Whatever your views of the long-term costs & benefits of leaving the EU it seems fairly clear that the uncertainty is likely to remain for some time to come and that there will be a substantial short-term economic effect. So how should you be approaching investment decisions at this point?
Time in the market, not timing the market
At times like these many people are tempted to simply sell their investments and to keep their money safely in the bank. However, although holding cash is the only sensible option for any short-term spending requirements, over the longer run returns on cash have not kept pace with prices so its purchasing power has diminished substantially. The effects may take years to become obvious to you, but it’s a different type of risk all the same; I call it ‘slow motion robbery’.
In contrast, history has consistently shown that stock markets tend to increase in value at a rate well above inflation over the long term, thereby increasing your wealth. Of course, this growth is far from consistent, with falls in the value of shares occurring on a very regular basis.
The prospect of buying low and then selling high, to take advantage of these fluctuations, is therefore highly alluring, yet trying to time buying and selling shares in this way is fraught with difficulty. The market tends to adjust rapidly to incorporate any news and, as a result, investors often miss out on rallies and lock in their losses.
Data from the past 20 years clearly show the power of long-term investing and the dangers of market timing.

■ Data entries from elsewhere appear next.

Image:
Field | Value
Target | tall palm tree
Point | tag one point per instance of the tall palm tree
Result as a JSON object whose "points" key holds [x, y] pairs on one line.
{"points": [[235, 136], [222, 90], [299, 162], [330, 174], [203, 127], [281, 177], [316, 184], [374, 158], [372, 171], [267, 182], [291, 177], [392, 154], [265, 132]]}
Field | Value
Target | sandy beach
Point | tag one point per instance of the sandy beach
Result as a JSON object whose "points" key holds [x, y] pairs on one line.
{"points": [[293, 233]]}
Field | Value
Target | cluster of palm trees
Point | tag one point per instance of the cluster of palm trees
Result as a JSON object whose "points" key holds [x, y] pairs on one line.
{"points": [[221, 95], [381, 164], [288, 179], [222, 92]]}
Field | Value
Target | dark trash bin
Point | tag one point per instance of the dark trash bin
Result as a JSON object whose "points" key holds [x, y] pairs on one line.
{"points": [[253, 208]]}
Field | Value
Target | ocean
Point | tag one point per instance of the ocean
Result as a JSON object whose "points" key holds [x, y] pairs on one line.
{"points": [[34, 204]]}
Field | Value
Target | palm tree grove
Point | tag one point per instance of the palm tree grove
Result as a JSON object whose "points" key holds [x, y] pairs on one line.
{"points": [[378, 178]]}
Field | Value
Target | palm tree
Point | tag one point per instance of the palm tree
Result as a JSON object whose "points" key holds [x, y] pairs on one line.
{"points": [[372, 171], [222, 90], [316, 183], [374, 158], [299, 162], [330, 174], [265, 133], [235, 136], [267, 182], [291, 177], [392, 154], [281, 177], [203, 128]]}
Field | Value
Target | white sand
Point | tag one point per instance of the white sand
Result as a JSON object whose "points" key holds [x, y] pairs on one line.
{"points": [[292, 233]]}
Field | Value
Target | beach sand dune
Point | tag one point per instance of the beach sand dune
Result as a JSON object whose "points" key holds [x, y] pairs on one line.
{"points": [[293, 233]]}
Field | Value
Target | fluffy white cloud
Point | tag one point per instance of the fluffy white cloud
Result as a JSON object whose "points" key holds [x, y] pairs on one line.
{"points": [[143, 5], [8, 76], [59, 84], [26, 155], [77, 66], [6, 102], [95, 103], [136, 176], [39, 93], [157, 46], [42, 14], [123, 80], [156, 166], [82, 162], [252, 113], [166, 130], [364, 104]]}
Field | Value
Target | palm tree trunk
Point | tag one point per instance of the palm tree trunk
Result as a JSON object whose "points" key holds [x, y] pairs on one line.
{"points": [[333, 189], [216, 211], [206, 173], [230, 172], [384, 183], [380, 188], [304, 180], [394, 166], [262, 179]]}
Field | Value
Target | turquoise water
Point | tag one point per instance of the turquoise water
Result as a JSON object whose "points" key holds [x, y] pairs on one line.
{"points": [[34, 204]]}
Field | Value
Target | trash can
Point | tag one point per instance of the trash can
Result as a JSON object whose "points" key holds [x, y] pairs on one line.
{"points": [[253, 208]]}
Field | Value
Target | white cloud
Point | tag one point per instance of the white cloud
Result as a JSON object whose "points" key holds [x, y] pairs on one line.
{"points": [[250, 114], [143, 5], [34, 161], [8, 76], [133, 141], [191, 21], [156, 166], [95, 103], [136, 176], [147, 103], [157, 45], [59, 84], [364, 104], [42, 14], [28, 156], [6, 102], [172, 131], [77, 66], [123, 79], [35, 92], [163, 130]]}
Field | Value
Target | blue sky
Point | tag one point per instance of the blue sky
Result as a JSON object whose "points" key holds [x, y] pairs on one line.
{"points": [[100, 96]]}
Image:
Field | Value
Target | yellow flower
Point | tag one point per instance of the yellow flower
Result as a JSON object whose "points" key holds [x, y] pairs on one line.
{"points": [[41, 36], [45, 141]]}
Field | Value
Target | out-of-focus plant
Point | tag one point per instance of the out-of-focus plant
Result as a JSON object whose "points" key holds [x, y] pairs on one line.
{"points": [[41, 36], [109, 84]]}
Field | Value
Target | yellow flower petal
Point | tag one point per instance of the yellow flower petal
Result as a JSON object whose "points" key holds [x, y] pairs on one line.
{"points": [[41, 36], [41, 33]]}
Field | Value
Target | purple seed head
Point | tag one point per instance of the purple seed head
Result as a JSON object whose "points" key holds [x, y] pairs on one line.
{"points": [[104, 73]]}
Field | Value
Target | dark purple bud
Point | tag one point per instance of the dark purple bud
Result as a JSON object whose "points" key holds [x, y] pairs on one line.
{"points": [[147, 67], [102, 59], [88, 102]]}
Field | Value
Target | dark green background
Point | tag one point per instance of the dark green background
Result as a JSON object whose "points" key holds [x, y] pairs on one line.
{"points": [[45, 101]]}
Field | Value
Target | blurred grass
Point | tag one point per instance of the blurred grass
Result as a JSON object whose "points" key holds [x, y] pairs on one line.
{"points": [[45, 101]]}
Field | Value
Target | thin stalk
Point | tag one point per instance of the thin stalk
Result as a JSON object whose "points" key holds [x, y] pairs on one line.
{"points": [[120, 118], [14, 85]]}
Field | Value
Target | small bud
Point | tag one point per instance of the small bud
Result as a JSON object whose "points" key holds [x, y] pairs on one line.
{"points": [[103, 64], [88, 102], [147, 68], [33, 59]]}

For example, if you had invested in the FTSE All-Share index at the end of December 1995 your investment would have generated an overall return of 272%. In contrast, if you had traded in and out of the market and, as a result, missed just the 10 best days during the whole period, your return would have been only 102%.
The dangers of ‘home bias’
If the aftermath of the EU referendum on investment markets has highlighted anything, it is the importance of diversification. Many investors – professional and self-directed alike – have a tendency to focus on the familiar: UK shares. It’s worth remembering however that the UK represents just 4% of global output and 7% of the world’s stockmarket value (and the UK has been one of the worst performing of all international markets in recent times).
There are over 40,000 companies listed on global stockmarkets, so this sort of home bias both excludes huge opportunities elsewhere and also exposes investors to localised political and economic risks such as Brexit.
A more diversified investment approach, across different regions and types of investment, as well as within each asset class, is much more likely to deliver consistent returns. For example, over the six months to the end of June 2016 – a period incorporating the immediate aftermath of the EU referendum – Pilot’s portfolios 4, 5 & 6 (our three mid-risk and therefore most commonly-used strategies) delivered returns of +5.9%, +6.9% & +8.2% respectively.
Markets will no doubt continue to be highly volatile in the coming months, but tuning out from the day-to-day newsflow, retaining a long-term perspective and a carefully diversified portfolio are the keys to successful investing post-referendum…just as they were before the vote.